Aile Hukuku, 4721 Sayılı Türk Medeni Kanunu kapsamında hukuki varlığını sürdürmekte ve çeşitli alt konuları içermektedir. Bu konulardan başlıcaları; evlenme, boşanma, evlat edinme, mal rejimleri, velayet ve nafakadır.
- Evlenme; Kanunda açıklanan koşulları sağlayan kişilerin resmi makamlar önünde evlenme isteklerini beyan etmeleri ile sağlanmış olur. Evlenme, Aile Hukukunun büyük bir bölümünü oluşturan konulardan biridir.
- Kanunda açıklanan sebepler nedeniyle evlilik birliğinin sona erdirilmesine boşanma Boşanma sonucunda eşlerin durumlarında birçok değişiklik meydana gelmektedir.
- Çocukları olan ya da olmayan kişilerin yasada açıklanan şartları sağlaması halinde bir çocuğu kendi nüfuslarına almak suretiyle evlat edinmeleri mümkündür. Bu konuya ilişkin belirli şartların mevcudiyeti aranmakta olup, bu şartların sağlanmaması halinde evlat edinme kurumundan bahsetmek mümkün olmayacaktır.
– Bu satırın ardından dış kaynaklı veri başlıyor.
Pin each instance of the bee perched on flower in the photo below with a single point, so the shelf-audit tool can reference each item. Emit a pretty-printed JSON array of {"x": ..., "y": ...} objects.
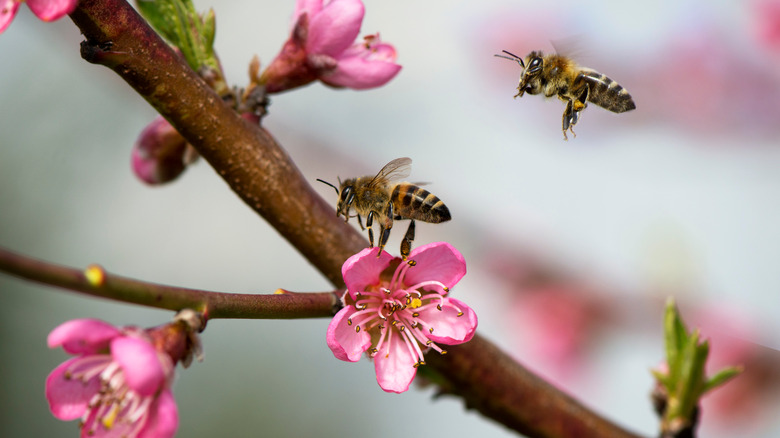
[{"x": 396, "y": 310}]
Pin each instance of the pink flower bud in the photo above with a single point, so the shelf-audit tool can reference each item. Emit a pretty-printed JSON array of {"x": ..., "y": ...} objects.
[
  {"x": 161, "y": 154},
  {"x": 322, "y": 46}
]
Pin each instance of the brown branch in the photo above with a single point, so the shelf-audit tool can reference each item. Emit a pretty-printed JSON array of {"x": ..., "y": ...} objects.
[
  {"x": 264, "y": 176},
  {"x": 97, "y": 282}
]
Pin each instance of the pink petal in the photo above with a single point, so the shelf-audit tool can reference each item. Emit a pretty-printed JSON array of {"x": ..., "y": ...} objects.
[
  {"x": 394, "y": 366},
  {"x": 449, "y": 328},
  {"x": 68, "y": 398},
  {"x": 83, "y": 336},
  {"x": 138, "y": 358},
  {"x": 359, "y": 73},
  {"x": 163, "y": 418},
  {"x": 335, "y": 28},
  {"x": 8, "y": 10},
  {"x": 363, "y": 269},
  {"x": 436, "y": 261},
  {"x": 311, "y": 7},
  {"x": 345, "y": 343},
  {"x": 50, "y": 10}
]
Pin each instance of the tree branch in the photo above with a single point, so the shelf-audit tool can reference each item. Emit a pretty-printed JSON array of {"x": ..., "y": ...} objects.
[
  {"x": 264, "y": 176},
  {"x": 97, "y": 282}
]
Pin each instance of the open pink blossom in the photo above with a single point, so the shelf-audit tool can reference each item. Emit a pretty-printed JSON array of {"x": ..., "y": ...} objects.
[
  {"x": 161, "y": 154},
  {"x": 46, "y": 10},
  {"x": 118, "y": 383},
  {"x": 396, "y": 310},
  {"x": 322, "y": 46}
]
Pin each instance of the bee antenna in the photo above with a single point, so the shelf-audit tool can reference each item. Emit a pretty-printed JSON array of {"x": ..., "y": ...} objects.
[
  {"x": 325, "y": 182},
  {"x": 514, "y": 57}
]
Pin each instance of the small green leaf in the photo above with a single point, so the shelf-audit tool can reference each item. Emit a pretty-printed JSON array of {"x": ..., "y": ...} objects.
[
  {"x": 162, "y": 16},
  {"x": 209, "y": 28}
]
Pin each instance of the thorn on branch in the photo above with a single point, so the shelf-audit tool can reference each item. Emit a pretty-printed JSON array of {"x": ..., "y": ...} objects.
[{"x": 101, "y": 53}]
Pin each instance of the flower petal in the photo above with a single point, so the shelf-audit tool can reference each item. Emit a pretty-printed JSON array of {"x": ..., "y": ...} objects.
[
  {"x": 83, "y": 336},
  {"x": 335, "y": 28},
  {"x": 437, "y": 261},
  {"x": 394, "y": 365},
  {"x": 50, "y": 10},
  {"x": 68, "y": 397},
  {"x": 345, "y": 343},
  {"x": 363, "y": 269},
  {"x": 8, "y": 10},
  {"x": 359, "y": 73},
  {"x": 163, "y": 417},
  {"x": 448, "y": 327},
  {"x": 138, "y": 358}
]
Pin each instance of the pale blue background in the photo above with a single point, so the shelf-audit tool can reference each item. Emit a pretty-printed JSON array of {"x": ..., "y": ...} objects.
[{"x": 632, "y": 202}]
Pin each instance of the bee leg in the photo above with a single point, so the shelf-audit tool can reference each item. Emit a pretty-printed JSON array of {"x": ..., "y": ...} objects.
[
  {"x": 406, "y": 244},
  {"x": 566, "y": 121},
  {"x": 369, "y": 225},
  {"x": 385, "y": 228}
]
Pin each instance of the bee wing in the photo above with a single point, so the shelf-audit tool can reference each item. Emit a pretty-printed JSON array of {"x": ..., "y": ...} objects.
[{"x": 393, "y": 171}]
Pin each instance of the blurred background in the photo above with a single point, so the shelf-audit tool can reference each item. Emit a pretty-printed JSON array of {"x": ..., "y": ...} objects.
[{"x": 572, "y": 247}]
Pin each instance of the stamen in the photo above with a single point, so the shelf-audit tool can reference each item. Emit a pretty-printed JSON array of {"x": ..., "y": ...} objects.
[
  {"x": 398, "y": 275},
  {"x": 438, "y": 285},
  {"x": 416, "y": 352}
]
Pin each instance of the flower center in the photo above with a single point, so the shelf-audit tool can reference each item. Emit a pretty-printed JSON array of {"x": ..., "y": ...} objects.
[{"x": 114, "y": 403}]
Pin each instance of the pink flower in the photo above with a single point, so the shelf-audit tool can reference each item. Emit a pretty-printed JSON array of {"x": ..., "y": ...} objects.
[
  {"x": 767, "y": 23},
  {"x": 46, "y": 10},
  {"x": 118, "y": 383},
  {"x": 395, "y": 310},
  {"x": 322, "y": 46},
  {"x": 161, "y": 154}
]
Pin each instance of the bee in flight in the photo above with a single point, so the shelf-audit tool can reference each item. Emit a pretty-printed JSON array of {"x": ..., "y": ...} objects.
[
  {"x": 383, "y": 199},
  {"x": 559, "y": 75}
]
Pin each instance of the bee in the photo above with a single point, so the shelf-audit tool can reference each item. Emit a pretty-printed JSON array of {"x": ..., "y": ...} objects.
[
  {"x": 559, "y": 75},
  {"x": 382, "y": 199}
]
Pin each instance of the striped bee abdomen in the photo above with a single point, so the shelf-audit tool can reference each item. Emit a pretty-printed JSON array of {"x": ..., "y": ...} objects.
[
  {"x": 605, "y": 92},
  {"x": 413, "y": 202}
]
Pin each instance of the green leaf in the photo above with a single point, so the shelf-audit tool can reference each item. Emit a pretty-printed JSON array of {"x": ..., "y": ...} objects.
[
  {"x": 179, "y": 23},
  {"x": 721, "y": 377}
]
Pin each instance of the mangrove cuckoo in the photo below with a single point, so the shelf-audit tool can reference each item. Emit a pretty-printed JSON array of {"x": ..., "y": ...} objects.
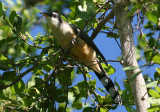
[{"x": 81, "y": 48}]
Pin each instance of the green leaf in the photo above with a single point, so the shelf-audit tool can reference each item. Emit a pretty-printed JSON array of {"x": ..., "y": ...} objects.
[
  {"x": 153, "y": 108},
  {"x": 64, "y": 77},
  {"x": 77, "y": 104},
  {"x": 19, "y": 88},
  {"x": 152, "y": 16},
  {"x": 157, "y": 89},
  {"x": 136, "y": 74},
  {"x": 9, "y": 76},
  {"x": 12, "y": 16},
  {"x": 18, "y": 23},
  {"x": 154, "y": 93},
  {"x": 158, "y": 70},
  {"x": 64, "y": 18},
  {"x": 103, "y": 110},
  {"x": 130, "y": 108},
  {"x": 156, "y": 75},
  {"x": 152, "y": 84},
  {"x": 89, "y": 109},
  {"x": 131, "y": 68},
  {"x": 134, "y": 8},
  {"x": 152, "y": 56},
  {"x": 109, "y": 69},
  {"x": 6, "y": 41},
  {"x": 1, "y": 9}
]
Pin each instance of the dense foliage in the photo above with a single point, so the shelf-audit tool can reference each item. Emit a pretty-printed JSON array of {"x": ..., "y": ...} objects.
[{"x": 53, "y": 72}]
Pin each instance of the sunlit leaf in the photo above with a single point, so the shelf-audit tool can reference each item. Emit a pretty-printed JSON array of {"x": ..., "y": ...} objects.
[
  {"x": 9, "y": 76},
  {"x": 12, "y": 16},
  {"x": 152, "y": 84},
  {"x": 153, "y": 100},
  {"x": 154, "y": 93},
  {"x": 18, "y": 23},
  {"x": 157, "y": 89},
  {"x": 134, "y": 8},
  {"x": 152, "y": 16},
  {"x": 109, "y": 69}
]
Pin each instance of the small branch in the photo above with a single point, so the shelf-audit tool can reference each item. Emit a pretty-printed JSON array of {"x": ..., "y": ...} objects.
[
  {"x": 91, "y": 19},
  {"x": 101, "y": 24},
  {"x": 66, "y": 101},
  {"x": 118, "y": 43},
  {"x": 18, "y": 79}
]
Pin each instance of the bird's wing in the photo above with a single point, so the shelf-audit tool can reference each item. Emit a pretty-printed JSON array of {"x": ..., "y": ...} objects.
[{"x": 86, "y": 38}]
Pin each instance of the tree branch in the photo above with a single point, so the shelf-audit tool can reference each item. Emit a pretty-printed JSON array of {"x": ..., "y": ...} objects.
[
  {"x": 91, "y": 18},
  {"x": 125, "y": 32},
  {"x": 101, "y": 24}
]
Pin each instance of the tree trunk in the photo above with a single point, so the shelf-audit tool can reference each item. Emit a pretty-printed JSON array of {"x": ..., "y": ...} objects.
[{"x": 128, "y": 55}]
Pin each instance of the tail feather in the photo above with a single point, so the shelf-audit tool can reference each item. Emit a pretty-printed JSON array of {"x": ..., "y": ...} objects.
[{"x": 109, "y": 86}]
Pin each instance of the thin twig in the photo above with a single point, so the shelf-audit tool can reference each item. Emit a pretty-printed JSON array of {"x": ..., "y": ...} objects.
[
  {"x": 101, "y": 24},
  {"x": 22, "y": 37},
  {"x": 118, "y": 43},
  {"x": 87, "y": 86},
  {"x": 90, "y": 19},
  {"x": 66, "y": 101}
]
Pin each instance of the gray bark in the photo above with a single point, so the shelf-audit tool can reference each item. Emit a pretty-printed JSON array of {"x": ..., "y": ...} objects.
[{"x": 128, "y": 55}]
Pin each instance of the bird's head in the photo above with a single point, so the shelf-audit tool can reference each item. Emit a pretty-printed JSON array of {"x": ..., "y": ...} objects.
[{"x": 53, "y": 19}]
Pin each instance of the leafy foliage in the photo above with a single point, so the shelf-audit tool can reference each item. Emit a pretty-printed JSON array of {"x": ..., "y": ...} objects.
[{"x": 52, "y": 83}]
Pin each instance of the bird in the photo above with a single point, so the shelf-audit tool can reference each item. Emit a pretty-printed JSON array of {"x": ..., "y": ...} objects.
[{"x": 81, "y": 48}]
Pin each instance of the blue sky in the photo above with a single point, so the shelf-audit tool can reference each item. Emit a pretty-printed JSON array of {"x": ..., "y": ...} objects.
[{"x": 111, "y": 51}]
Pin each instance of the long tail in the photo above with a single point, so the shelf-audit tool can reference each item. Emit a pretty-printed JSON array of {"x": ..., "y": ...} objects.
[{"x": 109, "y": 86}]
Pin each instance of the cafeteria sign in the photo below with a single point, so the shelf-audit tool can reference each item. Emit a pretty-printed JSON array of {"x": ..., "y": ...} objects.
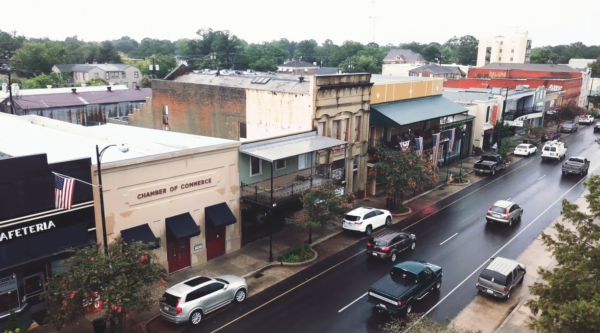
[{"x": 8, "y": 284}]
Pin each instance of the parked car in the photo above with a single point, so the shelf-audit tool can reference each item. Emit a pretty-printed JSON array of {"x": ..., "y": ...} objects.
[
  {"x": 489, "y": 164},
  {"x": 500, "y": 277},
  {"x": 366, "y": 219},
  {"x": 576, "y": 165},
  {"x": 568, "y": 128},
  {"x": 554, "y": 150},
  {"x": 191, "y": 299},
  {"x": 408, "y": 282},
  {"x": 525, "y": 149},
  {"x": 586, "y": 119},
  {"x": 503, "y": 211},
  {"x": 550, "y": 137},
  {"x": 389, "y": 244}
]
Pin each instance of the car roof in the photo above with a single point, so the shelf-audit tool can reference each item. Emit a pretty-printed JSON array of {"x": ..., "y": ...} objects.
[
  {"x": 502, "y": 265},
  {"x": 503, "y": 203}
]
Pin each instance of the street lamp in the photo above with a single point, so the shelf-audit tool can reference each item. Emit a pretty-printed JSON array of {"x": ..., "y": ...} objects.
[{"x": 123, "y": 148}]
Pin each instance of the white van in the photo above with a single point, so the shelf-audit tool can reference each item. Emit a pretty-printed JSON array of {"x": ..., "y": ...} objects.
[{"x": 554, "y": 150}]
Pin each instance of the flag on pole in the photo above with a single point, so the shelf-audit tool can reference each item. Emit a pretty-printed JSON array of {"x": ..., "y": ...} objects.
[
  {"x": 436, "y": 147},
  {"x": 404, "y": 145},
  {"x": 419, "y": 145},
  {"x": 451, "y": 142},
  {"x": 63, "y": 192}
]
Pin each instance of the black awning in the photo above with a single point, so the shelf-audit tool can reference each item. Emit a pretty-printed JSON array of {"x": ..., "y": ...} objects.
[
  {"x": 141, "y": 233},
  {"x": 182, "y": 226},
  {"x": 219, "y": 215}
]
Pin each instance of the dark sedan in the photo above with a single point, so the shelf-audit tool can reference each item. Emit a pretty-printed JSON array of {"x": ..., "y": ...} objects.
[{"x": 568, "y": 128}]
- Mal Rejimi; evlenme, boşanma ya da ölüm sonrasında eşlerin gerek evlilik öncesi, gerekse de evlilik içerisinde kazanmış oldukları para ve sahip oldukları tüm malların nasıl paylaştırılacağı konularına temel teşkil etmektedir. Aile Hukukunun çözüme kavuşturulmasında güçlük çekilen konularından biridir.
- Aile Konutu; eşlerin birlikte ikamet ettikleri evdir. Aile konutu güvencesi eşlerin yatırım amaçlı ya da kiraya verdikleri diğer taşınmazlarını kapsamamakla beraber, yalnızca ikametlerine tahsis edilmiş tek bir taşınmaz için geçerlidir.
- Yasalara göre reşit olmayan çocukların temsil edilmesi, velayet olarak adlandırılır. Ülkemizde reşit olma yaşı 18 olup çocuklar bu yaşa kadar evlilik birliği içerisinde müştereken anne ve baba tarafından temsil edilirler. Evliliğin sonlanmasından sonra ise velayet mahkeme kararı ile taraflardan birine bırakılmaktadır.
- Boşanma yüzünden yoksulluğa düşecek tarafın, kusuru daha ağır olmamak koşuluyla, geçimi için diğer taraftan malî gücü oranında aldığı aylık geçim parası olarak nitelendirilen yoksulluk nafakası, mahkeme kararıyla belirlenir. İştirak nafakası, boşanma davası neticesinde çocuğun velayeti kendisinde olmayan eş aleyhine, çocuğun giderlerine katılmasını sağlamak üzere hükmedilen nafakadır. Tedbir nafakası ise, boşanma davası açılmadan önce veya açıldıktan sonra herhangi bir eşin veya ergin olmayan çocukların geçimini sağlamak üzere hükmedilen nafaka türüdür.
Aile Mahkemelerinde en çok görülen davalar arasında Boşanma Davaları bulunmaktadır. Bu davalar uzun süreç gerektiren ve belirli şartların varlığı halinde boşanmayla sonuçlanacak davalardır. Boşanma süreci taraflar açısından oldukça meşakkatli bir süreç olabilmektedir. Dava sırasında öne sürülen her ayrıntı hâkimin takdir edeceği karar üzerinde etkili olabilmektedir ve öne sürülecek veya öne sürülmeyecek hususlar dikkatle değerlendirilmelidir.